Pumpkin Man
Photo by Robb Walsh

Pumpkin Man

Truckload after truckload of pumpkins were being unloaded at the Farmer's Marketing Association on Airline this weekend. Last year, the United States of America produced over a billion pounds of pumpkins. We always buy a couple for jack o' lanterns for Halloween. But these days, I am more excited about cooking with them.

While I was in France and Italy for the holiday season in 2005, I noticed that chefs were using bright-orange pumpkin slices as a vegetable. At Le Dome in Paris, Hemingway's favorite hang-out, I was blown away by a plate of five scallops with roe attached in a red-pepper cream sauce with two slices of pumpkin on either side. I had never eaten baked pumpkin as stand-alone vegetable -- it was delicious. The French have some heirloom pumpkin varieties that are especially sweet.

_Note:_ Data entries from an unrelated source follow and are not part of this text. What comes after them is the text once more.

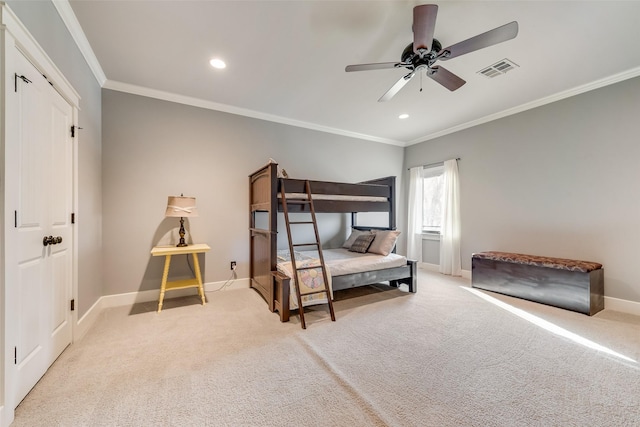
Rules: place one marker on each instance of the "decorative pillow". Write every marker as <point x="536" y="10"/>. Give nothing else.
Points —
<point x="384" y="242"/>
<point x="352" y="238"/>
<point x="362" y="243"/>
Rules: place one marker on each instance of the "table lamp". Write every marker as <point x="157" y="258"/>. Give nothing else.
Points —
<point x="181" y="206"/>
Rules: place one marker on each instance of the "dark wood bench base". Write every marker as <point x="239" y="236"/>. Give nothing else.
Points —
<point x="578" y="291"/>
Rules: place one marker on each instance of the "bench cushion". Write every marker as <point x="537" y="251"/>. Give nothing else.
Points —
<point x="540" y="261"/>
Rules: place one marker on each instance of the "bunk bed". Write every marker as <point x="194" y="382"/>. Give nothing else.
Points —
<point x="330" y="197"/>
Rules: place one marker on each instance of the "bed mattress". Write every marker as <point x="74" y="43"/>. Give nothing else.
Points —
<point x="342" y="261"/>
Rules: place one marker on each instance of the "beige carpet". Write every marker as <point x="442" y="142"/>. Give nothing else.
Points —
<point x="441" y="357"/>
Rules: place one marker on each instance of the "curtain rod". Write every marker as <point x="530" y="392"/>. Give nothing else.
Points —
<point x="435" y="164"/>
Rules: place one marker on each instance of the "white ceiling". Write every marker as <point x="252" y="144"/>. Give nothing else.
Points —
<point x="286" y="59"/>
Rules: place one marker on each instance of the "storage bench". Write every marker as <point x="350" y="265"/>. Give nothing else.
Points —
<point x="564" y="283"/>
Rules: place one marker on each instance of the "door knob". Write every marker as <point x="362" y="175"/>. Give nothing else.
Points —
<point x="50" y="240"/>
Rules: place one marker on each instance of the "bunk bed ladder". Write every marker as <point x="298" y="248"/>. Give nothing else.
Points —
<point x="305" y="200"/>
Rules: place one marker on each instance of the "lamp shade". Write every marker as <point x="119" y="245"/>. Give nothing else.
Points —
<point x="181" y="206"/>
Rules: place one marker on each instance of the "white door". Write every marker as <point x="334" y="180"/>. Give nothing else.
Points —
<point x="43" y="175"/>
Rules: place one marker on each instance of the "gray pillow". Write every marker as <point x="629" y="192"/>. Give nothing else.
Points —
<point x="384" y="242"/>
<point x="352" y="238"/>
<point x="362" y="243"/>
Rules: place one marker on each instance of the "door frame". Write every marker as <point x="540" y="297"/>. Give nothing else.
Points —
<point x="13" y="34"/>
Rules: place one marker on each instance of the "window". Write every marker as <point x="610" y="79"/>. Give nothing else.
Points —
<point x="432" y="195"/>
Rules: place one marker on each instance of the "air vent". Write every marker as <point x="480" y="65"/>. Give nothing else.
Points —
<point x="499" y="68"/>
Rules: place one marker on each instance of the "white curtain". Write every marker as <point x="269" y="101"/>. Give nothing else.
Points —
<point x="450" y="228"/>
<point x="414" y="234"/>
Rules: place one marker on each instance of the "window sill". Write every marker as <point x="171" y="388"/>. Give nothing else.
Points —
<point x="431" y="236"/>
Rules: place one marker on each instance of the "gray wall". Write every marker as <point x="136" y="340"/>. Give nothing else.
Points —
<point x="153" y="149"/>
<point x="46" y="26"/>
<point x="559" y="180"/>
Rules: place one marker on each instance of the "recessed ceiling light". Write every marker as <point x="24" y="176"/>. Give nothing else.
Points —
<point x="217" y="63"/>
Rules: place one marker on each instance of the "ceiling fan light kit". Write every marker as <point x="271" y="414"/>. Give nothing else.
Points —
<point x="424" y="51"/>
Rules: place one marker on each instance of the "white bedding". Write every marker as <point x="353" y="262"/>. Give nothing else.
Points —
<point x="339" y="197"/>
<point x="338" y="262"/>
<point x="342" y="261"/>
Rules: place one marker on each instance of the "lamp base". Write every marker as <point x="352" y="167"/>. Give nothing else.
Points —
<point x="182" y="242"/>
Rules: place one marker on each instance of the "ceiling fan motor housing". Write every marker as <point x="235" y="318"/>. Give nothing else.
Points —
<point x="410" y="57"/>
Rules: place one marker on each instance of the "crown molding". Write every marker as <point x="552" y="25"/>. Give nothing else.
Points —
<point x="201" y="103"/>
<point x="635" y="72"/>
<point x="71" y="21"/>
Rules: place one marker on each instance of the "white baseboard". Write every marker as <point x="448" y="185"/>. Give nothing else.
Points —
<point x="621" y="305"/>
<point x="436" y="268"/>
<point x="131" y="298"/>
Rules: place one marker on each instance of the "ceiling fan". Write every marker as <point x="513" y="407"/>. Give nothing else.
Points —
<point x="425" y="51"/>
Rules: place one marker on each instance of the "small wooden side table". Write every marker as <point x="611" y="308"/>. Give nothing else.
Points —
<point x="167" y="252"/>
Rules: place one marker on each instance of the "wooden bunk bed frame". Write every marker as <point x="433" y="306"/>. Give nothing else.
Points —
<point x="263" y="197"/>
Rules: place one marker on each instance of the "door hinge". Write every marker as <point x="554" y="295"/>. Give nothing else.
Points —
<point x="73" y="130"/>
<point x="15" y="80"/>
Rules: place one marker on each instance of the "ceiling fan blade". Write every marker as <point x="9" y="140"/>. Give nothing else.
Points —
<point x="424" y="23"/>
<point x="445" y="77"/>
<point x="396" y="87"/>
<point x="491" y="37"/>
<point x="376" y="66"/>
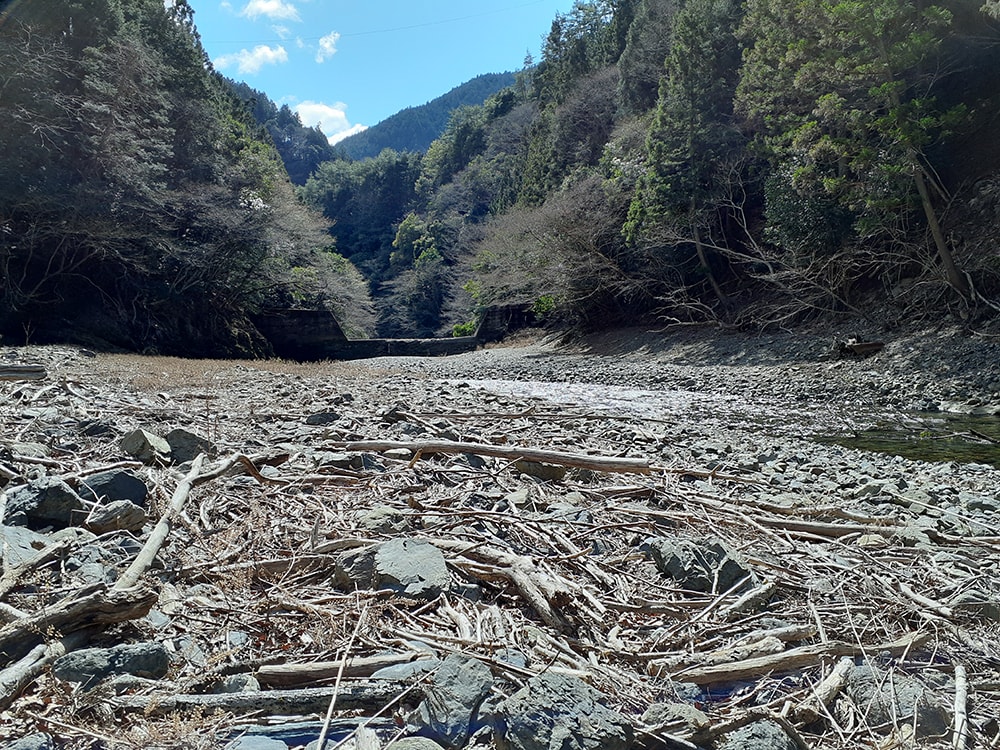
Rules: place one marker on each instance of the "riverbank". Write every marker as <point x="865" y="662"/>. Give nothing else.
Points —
<point x="703" y="593"/>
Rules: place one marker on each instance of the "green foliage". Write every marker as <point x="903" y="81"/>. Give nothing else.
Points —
<point x="415" y="128"/>
<point x="137" y="204"/>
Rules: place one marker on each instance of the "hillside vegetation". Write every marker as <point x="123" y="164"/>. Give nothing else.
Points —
<point x="415" y="128"/>
<point x="744" y="163"/>
<point x="140" y="205"/>
<point x="747" y="163"/>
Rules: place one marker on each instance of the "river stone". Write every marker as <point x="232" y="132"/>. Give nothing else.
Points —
<point x="885" y="700"/>
<point x="559" y="712"/>
<point x="411" y="567"/>
<point x="186" y="446"/>
<point x="19" y="544"/>
<point x="145" y="446"/>
<point x="709" y="565"/>
<point x="760" y="735"/>
<point x="91" y="665"/>
<point x="449" y="712"/>
<point x="109" y="486"/>
<point x="120" y="515"/>
<point x="36" y="741"/>
<point x="43" y="503"/>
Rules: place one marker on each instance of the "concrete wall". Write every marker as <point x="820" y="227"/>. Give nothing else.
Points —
<point x="312" y="335"/>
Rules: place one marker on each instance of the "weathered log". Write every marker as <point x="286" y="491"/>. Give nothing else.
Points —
<point x="95" y="606"/>
<point x="366" y="695"/>
<point x="286" y="675"/>
<point x="796" y="658"/>
<point x="609" y="464"/>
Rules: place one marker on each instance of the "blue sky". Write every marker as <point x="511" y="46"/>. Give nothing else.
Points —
<point x="348" y="64"/>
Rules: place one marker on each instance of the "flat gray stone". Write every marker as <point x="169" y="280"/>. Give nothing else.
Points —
<point x="185" y="445"/>
<point x="109" y="486"/>
<point x="708" y="565"/>
<point x="47" y="502"/>
<point x="91" y="665"/>
<point x="760" y="735"/>
<point x="19" y="544"/>
<point x="902" y="698"/>
<point x="448" y="714"/>
<point x="560" y="712"/>
<point x="145" y="446"/>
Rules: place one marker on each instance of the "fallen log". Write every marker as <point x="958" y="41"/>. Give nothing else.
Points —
<point x="610" y="464"/>
<point x="367" y="695"/>
<point x="796" y="658"/>
<point x="286" y="675"/>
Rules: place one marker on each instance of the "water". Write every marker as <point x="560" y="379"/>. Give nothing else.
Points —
<point x="931" y="437"/>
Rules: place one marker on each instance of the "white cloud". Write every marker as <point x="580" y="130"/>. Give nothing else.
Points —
<point x="272" y="9"/>
<point x="331" y="118"/>
<point x="251" y="61"/>
<point x="327" y="46"/>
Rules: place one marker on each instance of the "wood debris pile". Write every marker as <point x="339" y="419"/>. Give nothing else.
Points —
<point x="692" y="603"/>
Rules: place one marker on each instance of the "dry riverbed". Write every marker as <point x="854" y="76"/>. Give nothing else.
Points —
<point x="637" y="540"/>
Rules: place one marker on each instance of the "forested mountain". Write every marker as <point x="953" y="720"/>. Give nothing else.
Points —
<point x="414" y="128"/>
<point x="746" y="163"/>
<point x="140" y="205"/>
<point x="302" y="149"/>
<point x="751" y="162"/>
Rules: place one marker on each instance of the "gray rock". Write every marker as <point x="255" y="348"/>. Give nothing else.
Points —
<point x="47" y="502"/>
<point x="415" y="743"/>
<point x="145" y="446"/>
<point x="120" y="515"/>
<point x="91" y="665"/>
<point x="902" y="698"/>
<point x="406" y="671"/>
<point x="411" y="567"/>
<point x="237" y="683"/>
<point x="255" y="742"/>
<point x="449" y="712"/>
<point x="760" y="735"/>
<point x="185" y="445"/>
<point x="560" y="712"/>
<point x="709" y="565"/>
<point x="18" y="544"/>
<point x="322" y="418"/>
<point x="36" y="741"/>
<point x="383" y="519"/>
<point x="109" y="486"/>
<point x="672" y="713"/>
<point x="406" y="566"/>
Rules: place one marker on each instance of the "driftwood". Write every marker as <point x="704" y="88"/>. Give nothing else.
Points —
<point x="285" y="675"/>
<point x="796" y="658"/>
<point x="96" y="606"/>
<point x="22" y="372"/>
<point x="366" y="695"/>
<point x="609" y="464"/>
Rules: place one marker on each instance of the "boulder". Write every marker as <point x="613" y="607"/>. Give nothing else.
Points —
<point x="109" y="486"/>
<point x="708" y="565"/>
<point x="145" y="446"/>
<point x="19" y="544"/>
<point x="760" y="735"/>
<point x="448" y="714"/>
<point x="407" y="566"/>
<point x="185" y="446"/>
<point x="559" y="712"/>
<point x="91" y="665"/>
<point x="885" y="700"/>
<point x="46" y="502"/>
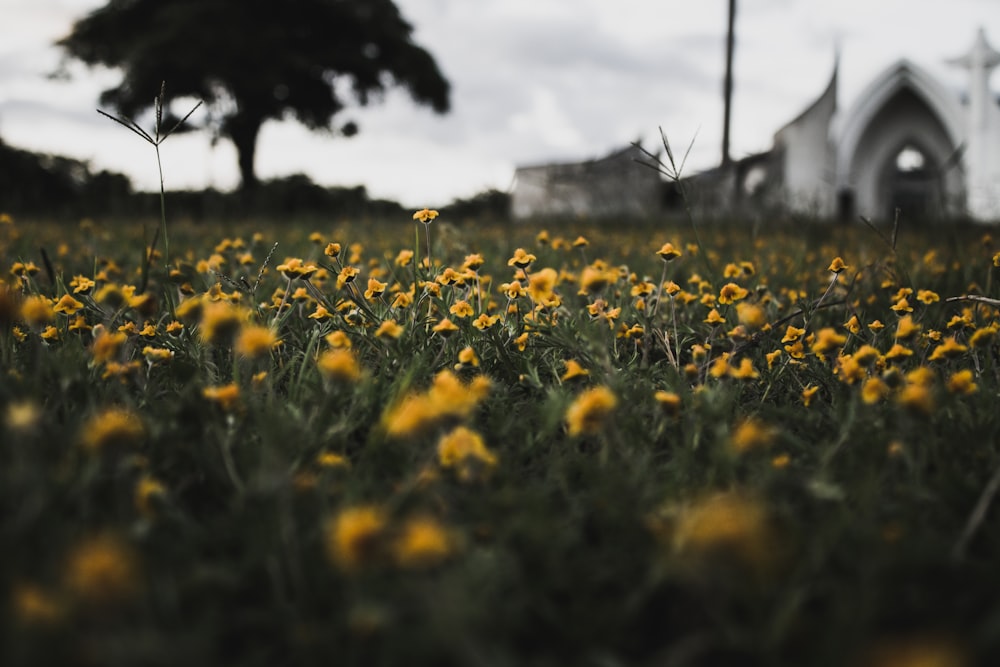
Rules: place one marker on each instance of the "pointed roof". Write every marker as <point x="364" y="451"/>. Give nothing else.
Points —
<point x="981" y="55"/>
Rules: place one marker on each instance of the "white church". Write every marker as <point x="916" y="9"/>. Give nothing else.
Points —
<point x="906" y="143"/>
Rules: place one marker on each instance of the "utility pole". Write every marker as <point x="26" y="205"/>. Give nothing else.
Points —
<point x="728" y="86"/>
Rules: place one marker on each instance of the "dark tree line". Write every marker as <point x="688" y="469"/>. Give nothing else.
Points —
<point x="252" y="61"/>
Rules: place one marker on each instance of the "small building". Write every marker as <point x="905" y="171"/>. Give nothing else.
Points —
<point x="906" y="143"/>
<point x="615" y="185"/>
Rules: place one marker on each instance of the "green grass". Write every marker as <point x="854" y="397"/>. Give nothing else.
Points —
<point x="231" y="501"/>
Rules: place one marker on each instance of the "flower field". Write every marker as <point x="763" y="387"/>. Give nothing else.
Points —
<point x="415" y="443"/>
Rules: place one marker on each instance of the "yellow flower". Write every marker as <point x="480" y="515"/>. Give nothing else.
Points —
<point x="781" y="461"/>
<point x="37" y="310"/>
<point x="445" y="327"/>
<point x="226" y="396"/>
<point x="792" y="334"/>
<point x="102" y="570"/>
<point x="898" y="351"/>
<point x="148" y="492"/>
<point x="485" y="321"/>
<point x="962" y="382"/>
<point x="714" y="317"/>
<point x="423" y="542"/>
<point x="949" y="349"/>
<point x="375" y="289"/>
<point x="338" y="339"/>
<point x="521" y="259"/>
<point x="731" y="293"/>
<point x="906" y="328"/>
<point x="467" y="357"/>
<point x="828" y="340"/>
<point x="745" y="371"/>
<point x="332" y="460"/>
<point x="808" y="394"/>
<point x="157" y="354"/>
<point x="541" y="287"/>
<point x="591" y="409"/>
<point x="594" y="279"/>
<point x="668" y="252"/>
<point x="339" y="365"/>
<point x="67" y="305"/>
<point x="425" y="215"/>
<point x="464" y="451"/>
<point x="837" y="265"/>
<point x="574" y="370"/>
<point x="751" y="315"/>
<point x="295" y="268"/>
<point x="346" y="276"/>
<point x="389" y="329"/>
<point x="461" y="309"/>
<point x="353" y="537"/>
<point x="927" y="297"/>
<point x="112" y="427"/>
<point x="403" y="258"/>
<point x="446" y="398"/>
<point x="726" y="527"/>
<point x="902" y="306"/>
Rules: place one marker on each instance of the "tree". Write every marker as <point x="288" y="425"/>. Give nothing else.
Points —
<point x="252" y="61"/>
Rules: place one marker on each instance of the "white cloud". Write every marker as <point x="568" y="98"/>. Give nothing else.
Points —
<point x="533" y="81"/>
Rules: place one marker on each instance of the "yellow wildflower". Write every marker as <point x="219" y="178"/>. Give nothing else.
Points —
<point x="425" y="215"/>
<point x="353" y="537"/>
<point x="668" y="252"/>
<point x="808" y="393"/>
<point x="102" y="570"/>
<point x="423" y="542"/>
<point x="731" y="293"/>
<point x="463" y="450"/>
<point x="906" y="328"/>
<point x="521" y="259"/>
<point x="148" y="492"/>
<point x="389" y="329"/>
<point x="949" y="349"/>
<point x="112" y="427"/>
<point x="574" y="370"/>
<point x="591" y="409"/>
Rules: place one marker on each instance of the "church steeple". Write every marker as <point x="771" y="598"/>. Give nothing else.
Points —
<point x="982" y="133"/>
<point x="980" y="61"/>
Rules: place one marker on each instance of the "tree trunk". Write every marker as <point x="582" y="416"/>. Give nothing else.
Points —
<point x="243" y="132"/>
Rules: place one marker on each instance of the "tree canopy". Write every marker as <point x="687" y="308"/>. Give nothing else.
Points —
<point x="252" y="61"/>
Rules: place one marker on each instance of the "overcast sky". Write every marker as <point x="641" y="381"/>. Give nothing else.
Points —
<point x="533" y="81"/>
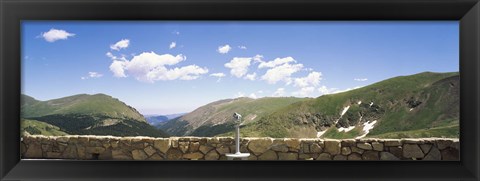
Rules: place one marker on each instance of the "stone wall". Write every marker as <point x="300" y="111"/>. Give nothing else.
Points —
<point x="197" y="148"/>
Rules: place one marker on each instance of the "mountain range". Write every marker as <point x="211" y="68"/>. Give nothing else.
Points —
<point x="420" y="105"/>
<point x="83" y="114"/>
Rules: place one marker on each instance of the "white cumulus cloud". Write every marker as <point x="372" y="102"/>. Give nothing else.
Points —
<point x="122" y="44"/>
<point x="281" y="73"/>
<point x="151" y="67"/>
<point x="345" y="90"/>
<point x="224" y="49"/>
<point x="360" y="79"/>
<point x="276" y="62"/>
<point x="218" y="75"/>
<point x="304" y="92"/>
<point x="312" y="79"/>
<point x="173" y="45"/>
<point x="239" y="66"/>
<point x="279" y="92"/>
<point x="92" y="75"/>
<point x="323" y="90"/>
<point x="55" y="34"/>
<point x="118" y="68"/>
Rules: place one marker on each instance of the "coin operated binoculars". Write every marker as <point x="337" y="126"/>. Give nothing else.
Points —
<point x="238" y="121"/>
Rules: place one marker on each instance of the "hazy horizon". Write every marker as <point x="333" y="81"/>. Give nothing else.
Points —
<point x="169" y="67"/>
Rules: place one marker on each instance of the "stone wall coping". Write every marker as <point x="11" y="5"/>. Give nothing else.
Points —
<point x="413" y="140"/>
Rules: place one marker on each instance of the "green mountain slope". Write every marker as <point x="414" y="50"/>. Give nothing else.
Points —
<point x="215" y="118"/>
<point x="82" y="114"/>
<point x="404" y="105"/>
<point x="81" y="104"/>
<point x="34" y="127"/>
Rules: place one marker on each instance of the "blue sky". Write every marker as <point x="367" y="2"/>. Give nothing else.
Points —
<point x="164" y="67"/>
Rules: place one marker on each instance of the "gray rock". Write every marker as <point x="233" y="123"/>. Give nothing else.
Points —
<point x="259" y="146"/>
<point x="346" y="150"/>
<point x="388" y="156"/>
<point x="324" y="156"/>
<point x="183" y="146"/>
<point x="340" y="157"/>
<point x="223" y="149"/>
<point x="357" y="150"/>
<point x="212" y="155"/>
<point x="434" y="154"/>
<point x="287" y="156"/>
<point x="139" y="155"/>
<point x="268" y="155"/>
<point x="315" y="148"/>
<point x="364" y="146"/>
<point x="34" y="151"/>
<point x="70" y="152"/>
<point x="332" y="147"/>
<point x="205" y="149"/>
<point x="370" y="155"/>
<point x="450" y="154"/>
<point x="425" y="148"/>
<point x="162" y="145"/>
<point x="150" y="150"/>
<point x="392" y="142"/>
<point x="280" y="147"/>
<point x="96" y="150"/>
<point x="293" y="143"/>
<point x="354" y="156"/>
<point x="155" y="157"/>
<point x="193" y="156"/>
<point x="442" y="144"/>
<point x="174" y="154"/>
<point x="396" y="150"/>
<point x="348" y="142"/>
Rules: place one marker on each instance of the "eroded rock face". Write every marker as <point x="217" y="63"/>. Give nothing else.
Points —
<point x="139" y="155"/>
<point x="193" y="148"/>
<point x="268" y="155"/>
<point x="412" y="151"/>
<point x="260" y="146"/>
<point x="332" y="147"/>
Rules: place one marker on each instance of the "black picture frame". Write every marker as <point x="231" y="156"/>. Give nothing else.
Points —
<point x="12" y="12"/>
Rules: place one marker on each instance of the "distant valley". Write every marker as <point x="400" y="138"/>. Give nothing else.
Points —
<point x="419" y="105"/>
<point x="84" y="114"/>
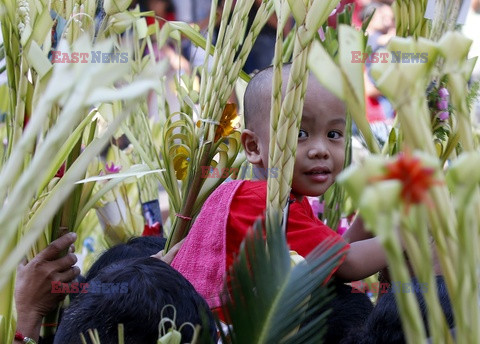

When I got back, I started cooking with pumpkins. This weekend, I picked up a six-pound cooking pumpkin at the Farmer's Marketing Association for two bucks. The easy way to deal with pumpkins is to cut them in big pieces and bake them in a 325° oven until soft. When it's done, scrape out the flesh and throw the skin away. Pumpkin has wads of vitamins, minerals, antioxidants and beta-carotene. I'll give you some recipes soon.

If you want, you can toss pumpkin seeds with oil and lay them in single layer on a baking sheet for about ten minutes at 250°, or until lightly browed. I like to eat the toasted seeds warm with a sprinkling of sea salt and a Saint Arnold's Okoberfest.